Silence helps us drop beneath the superficiality of our mental constructs to that place of the heart that is deeper in its reality than anything the mind can capture or express in words.  It is a place of longing and desire and reaching for that which we do not yet have.  In this wordless place the whole of our person turns itself toward God and waits to be addressed by God.  This kind of prayer is standing in the presence of God with the mind in the heart; that is, at the point of our being where there are no divisions or distinctions and where we are totally one.  There God’s spirit dwells and there the great encounter takes place.  There heart speaks to heart, because there we stand before the face of the Lord, all-seeing within us. (pg. 78)           — Ruth Haley Barton, Invitation to Solitude and Silence

Be patient toward all that is unsolved in your heart and try to love the questions themselves like locked rooms and like books that are written in very foreign tongue.  Do not seek the answers, which cannot be given you because you would not be able to live them.  And the point is to live everything.  Live the questions now.  Perhaps you will then gradually, without noticing it, live along some distant day into the answer.
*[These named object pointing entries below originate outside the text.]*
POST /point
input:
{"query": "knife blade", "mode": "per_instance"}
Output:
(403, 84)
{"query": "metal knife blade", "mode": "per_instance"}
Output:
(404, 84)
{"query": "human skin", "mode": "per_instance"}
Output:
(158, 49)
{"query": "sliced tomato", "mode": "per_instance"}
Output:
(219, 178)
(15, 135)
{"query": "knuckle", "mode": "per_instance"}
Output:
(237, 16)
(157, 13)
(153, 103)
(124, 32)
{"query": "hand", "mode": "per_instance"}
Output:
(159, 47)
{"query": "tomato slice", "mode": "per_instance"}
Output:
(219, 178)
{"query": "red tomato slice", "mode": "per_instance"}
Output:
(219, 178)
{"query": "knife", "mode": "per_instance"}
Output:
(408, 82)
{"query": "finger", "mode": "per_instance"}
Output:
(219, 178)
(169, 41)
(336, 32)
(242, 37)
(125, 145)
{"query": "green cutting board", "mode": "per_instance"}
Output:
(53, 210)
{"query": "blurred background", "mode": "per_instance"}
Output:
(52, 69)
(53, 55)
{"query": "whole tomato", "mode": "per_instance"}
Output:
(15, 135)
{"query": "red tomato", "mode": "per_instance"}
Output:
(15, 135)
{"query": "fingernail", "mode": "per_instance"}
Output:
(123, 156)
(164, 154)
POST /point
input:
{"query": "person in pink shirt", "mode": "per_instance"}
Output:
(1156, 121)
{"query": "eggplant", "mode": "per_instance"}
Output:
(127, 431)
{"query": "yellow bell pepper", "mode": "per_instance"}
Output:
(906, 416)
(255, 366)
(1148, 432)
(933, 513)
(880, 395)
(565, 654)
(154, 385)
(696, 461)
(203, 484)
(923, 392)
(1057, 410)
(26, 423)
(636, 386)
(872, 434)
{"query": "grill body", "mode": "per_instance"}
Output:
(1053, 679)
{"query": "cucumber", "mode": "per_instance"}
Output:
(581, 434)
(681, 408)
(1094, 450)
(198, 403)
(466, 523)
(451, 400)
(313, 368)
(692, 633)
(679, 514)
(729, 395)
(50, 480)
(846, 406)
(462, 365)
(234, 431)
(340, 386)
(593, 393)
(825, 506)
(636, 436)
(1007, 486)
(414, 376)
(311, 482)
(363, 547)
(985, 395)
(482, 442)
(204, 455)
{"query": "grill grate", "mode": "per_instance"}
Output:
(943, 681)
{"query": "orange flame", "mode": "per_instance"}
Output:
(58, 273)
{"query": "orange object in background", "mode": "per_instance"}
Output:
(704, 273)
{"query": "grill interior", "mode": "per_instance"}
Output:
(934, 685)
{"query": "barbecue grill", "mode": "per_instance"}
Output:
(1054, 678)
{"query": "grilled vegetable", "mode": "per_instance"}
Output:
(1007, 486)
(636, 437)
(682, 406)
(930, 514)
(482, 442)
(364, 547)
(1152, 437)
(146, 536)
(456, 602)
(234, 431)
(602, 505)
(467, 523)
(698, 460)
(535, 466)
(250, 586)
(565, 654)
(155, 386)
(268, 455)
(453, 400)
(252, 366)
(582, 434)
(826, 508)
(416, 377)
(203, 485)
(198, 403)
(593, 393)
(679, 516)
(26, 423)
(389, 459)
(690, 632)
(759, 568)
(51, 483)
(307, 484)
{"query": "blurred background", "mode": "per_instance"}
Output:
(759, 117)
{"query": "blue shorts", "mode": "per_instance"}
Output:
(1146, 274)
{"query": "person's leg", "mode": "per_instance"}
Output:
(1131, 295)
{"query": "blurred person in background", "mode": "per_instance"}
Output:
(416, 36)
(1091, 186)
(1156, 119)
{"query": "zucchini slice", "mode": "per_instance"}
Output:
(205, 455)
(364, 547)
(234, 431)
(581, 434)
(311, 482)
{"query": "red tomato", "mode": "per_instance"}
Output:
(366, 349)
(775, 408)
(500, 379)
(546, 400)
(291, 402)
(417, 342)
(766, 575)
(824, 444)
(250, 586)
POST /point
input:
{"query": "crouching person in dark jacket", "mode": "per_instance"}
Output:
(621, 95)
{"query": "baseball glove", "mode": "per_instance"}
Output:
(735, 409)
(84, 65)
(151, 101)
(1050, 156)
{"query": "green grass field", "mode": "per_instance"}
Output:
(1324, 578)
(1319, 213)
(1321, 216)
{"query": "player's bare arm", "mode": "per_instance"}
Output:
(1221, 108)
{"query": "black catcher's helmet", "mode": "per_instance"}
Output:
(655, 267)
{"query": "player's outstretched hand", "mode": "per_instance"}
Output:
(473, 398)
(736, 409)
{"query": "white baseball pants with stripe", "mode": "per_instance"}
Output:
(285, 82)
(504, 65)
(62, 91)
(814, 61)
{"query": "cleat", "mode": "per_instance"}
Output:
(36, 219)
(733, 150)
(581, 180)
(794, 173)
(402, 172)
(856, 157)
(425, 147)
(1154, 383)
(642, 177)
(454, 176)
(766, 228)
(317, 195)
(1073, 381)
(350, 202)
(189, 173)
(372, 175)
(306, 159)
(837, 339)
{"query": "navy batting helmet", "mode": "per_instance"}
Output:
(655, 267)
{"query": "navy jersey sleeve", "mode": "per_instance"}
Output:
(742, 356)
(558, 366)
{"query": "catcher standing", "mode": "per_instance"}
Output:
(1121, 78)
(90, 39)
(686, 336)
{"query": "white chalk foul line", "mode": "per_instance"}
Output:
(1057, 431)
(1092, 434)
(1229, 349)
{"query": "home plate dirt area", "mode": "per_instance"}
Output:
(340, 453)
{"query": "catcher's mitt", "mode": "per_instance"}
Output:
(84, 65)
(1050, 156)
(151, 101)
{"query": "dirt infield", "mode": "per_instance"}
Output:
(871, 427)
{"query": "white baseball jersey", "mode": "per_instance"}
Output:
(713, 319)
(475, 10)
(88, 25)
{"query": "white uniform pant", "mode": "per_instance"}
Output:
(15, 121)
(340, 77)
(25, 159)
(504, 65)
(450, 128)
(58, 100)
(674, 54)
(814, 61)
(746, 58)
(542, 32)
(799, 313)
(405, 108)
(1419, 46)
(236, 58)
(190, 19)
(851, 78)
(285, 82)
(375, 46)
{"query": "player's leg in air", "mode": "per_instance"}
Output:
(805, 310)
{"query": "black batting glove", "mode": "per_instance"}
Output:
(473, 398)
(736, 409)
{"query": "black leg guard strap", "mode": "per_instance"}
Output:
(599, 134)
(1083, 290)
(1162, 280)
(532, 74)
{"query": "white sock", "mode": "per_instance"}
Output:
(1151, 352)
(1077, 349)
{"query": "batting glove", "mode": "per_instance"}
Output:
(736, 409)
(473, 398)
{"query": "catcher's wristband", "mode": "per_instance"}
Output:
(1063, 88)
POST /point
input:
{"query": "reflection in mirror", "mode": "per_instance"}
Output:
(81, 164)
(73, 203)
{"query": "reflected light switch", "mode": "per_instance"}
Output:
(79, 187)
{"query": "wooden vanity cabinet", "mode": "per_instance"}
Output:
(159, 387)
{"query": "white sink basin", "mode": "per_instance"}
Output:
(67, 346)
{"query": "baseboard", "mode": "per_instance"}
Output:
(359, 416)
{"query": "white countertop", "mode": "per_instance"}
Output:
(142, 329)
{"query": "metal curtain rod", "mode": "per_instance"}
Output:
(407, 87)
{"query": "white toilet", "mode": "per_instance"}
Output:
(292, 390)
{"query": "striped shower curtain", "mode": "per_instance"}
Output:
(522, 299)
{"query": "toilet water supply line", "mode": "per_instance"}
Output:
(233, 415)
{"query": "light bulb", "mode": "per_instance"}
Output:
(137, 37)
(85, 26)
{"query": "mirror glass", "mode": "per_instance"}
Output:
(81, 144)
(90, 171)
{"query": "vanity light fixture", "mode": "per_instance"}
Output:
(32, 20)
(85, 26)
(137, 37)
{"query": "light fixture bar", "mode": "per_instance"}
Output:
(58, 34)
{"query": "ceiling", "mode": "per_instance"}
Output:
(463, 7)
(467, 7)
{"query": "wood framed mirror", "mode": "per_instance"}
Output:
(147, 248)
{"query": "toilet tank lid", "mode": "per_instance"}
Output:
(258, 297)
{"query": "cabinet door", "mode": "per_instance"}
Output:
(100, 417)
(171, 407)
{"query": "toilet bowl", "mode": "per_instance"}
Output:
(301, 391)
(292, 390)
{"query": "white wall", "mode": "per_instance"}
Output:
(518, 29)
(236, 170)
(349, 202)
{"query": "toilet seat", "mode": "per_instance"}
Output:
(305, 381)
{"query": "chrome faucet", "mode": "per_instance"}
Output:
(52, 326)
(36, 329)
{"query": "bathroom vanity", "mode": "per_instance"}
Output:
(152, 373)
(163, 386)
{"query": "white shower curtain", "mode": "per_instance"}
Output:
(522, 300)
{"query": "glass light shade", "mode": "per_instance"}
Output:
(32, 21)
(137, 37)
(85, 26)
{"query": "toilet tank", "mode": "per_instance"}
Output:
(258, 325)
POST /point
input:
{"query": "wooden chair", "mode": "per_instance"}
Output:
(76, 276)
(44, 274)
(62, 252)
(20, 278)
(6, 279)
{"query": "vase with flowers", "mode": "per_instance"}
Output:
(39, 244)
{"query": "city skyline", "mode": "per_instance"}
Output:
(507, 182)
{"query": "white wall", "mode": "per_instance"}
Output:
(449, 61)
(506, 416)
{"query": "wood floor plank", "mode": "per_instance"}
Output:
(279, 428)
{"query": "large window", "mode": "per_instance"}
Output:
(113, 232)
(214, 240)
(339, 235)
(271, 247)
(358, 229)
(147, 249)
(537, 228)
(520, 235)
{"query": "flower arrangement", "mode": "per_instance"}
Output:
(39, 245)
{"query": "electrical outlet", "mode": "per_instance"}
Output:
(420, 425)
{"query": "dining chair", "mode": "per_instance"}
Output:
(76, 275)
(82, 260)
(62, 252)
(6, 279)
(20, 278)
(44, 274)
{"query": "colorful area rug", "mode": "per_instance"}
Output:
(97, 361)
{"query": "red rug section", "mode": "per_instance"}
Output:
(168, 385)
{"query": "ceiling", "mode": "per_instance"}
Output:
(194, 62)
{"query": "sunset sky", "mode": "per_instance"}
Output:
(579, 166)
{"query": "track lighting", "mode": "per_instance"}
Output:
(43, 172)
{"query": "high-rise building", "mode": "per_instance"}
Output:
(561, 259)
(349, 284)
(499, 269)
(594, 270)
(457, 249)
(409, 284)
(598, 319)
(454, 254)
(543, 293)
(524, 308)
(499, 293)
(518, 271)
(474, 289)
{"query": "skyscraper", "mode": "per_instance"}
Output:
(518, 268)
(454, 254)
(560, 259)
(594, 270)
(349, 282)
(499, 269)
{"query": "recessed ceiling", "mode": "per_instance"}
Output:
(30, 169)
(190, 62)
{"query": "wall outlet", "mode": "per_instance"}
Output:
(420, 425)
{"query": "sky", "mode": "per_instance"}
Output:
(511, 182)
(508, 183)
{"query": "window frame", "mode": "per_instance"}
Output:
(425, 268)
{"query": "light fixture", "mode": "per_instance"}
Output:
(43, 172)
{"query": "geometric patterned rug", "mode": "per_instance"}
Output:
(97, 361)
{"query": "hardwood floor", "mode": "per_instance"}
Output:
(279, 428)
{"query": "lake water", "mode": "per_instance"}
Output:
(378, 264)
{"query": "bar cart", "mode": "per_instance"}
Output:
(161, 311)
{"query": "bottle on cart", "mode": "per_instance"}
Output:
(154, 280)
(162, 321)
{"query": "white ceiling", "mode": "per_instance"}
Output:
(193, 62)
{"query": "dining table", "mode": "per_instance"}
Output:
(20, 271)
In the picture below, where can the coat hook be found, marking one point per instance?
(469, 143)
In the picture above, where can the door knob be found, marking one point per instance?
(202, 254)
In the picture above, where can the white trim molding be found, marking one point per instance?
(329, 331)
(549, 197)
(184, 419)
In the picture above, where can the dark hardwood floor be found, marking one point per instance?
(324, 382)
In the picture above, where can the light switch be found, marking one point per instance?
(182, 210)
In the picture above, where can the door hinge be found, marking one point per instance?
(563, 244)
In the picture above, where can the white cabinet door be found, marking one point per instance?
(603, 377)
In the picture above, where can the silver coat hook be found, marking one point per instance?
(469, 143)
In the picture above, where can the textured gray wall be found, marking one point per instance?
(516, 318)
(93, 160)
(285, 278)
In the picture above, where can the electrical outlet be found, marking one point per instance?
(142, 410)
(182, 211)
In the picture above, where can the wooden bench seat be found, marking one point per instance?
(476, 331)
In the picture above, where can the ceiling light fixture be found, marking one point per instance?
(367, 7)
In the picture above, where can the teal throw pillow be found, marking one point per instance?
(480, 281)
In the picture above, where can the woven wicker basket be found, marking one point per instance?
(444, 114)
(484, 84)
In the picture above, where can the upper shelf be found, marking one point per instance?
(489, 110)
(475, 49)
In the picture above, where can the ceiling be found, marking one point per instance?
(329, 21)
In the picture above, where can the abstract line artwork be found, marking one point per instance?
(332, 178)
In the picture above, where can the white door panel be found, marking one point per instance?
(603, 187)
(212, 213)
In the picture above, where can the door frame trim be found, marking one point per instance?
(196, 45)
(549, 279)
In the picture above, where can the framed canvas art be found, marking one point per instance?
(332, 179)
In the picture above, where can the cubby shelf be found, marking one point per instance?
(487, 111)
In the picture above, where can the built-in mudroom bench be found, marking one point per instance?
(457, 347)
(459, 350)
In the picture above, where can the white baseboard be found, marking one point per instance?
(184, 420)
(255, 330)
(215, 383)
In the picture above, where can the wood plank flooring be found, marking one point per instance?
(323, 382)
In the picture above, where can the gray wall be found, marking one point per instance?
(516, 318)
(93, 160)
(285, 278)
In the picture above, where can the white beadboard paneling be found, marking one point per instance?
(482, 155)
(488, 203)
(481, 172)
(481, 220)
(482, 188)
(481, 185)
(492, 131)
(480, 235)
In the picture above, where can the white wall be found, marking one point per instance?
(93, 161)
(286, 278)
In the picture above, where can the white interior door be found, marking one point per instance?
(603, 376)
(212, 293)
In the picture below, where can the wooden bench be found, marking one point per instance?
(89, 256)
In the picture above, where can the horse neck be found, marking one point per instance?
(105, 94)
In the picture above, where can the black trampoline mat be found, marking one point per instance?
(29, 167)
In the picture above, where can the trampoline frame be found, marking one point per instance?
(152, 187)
–Rainer Marie Rilke  Letters to a Young Poet

Songs on Repeat Mode:

I Don’t Want Your Love by Five for Fighting

Parachute  by Train

Dream by Imagine Dragons

Believe by Mumford and Sons

Chains by Nick Jonas

At the Cross (Love Ran Red) by Chris Tomlin

The Hurt & The Healer by MercyMe

Books on My Nightstand:

What Love Comes to: New and Selected Poems by Ruth Stone

The Body Keeps the Score by Bessel Van der kolk

An Invitation to Silence and Solitude by Ruth Haley Barton

May you have a blessed month full of spring!  What new beginnings will you find?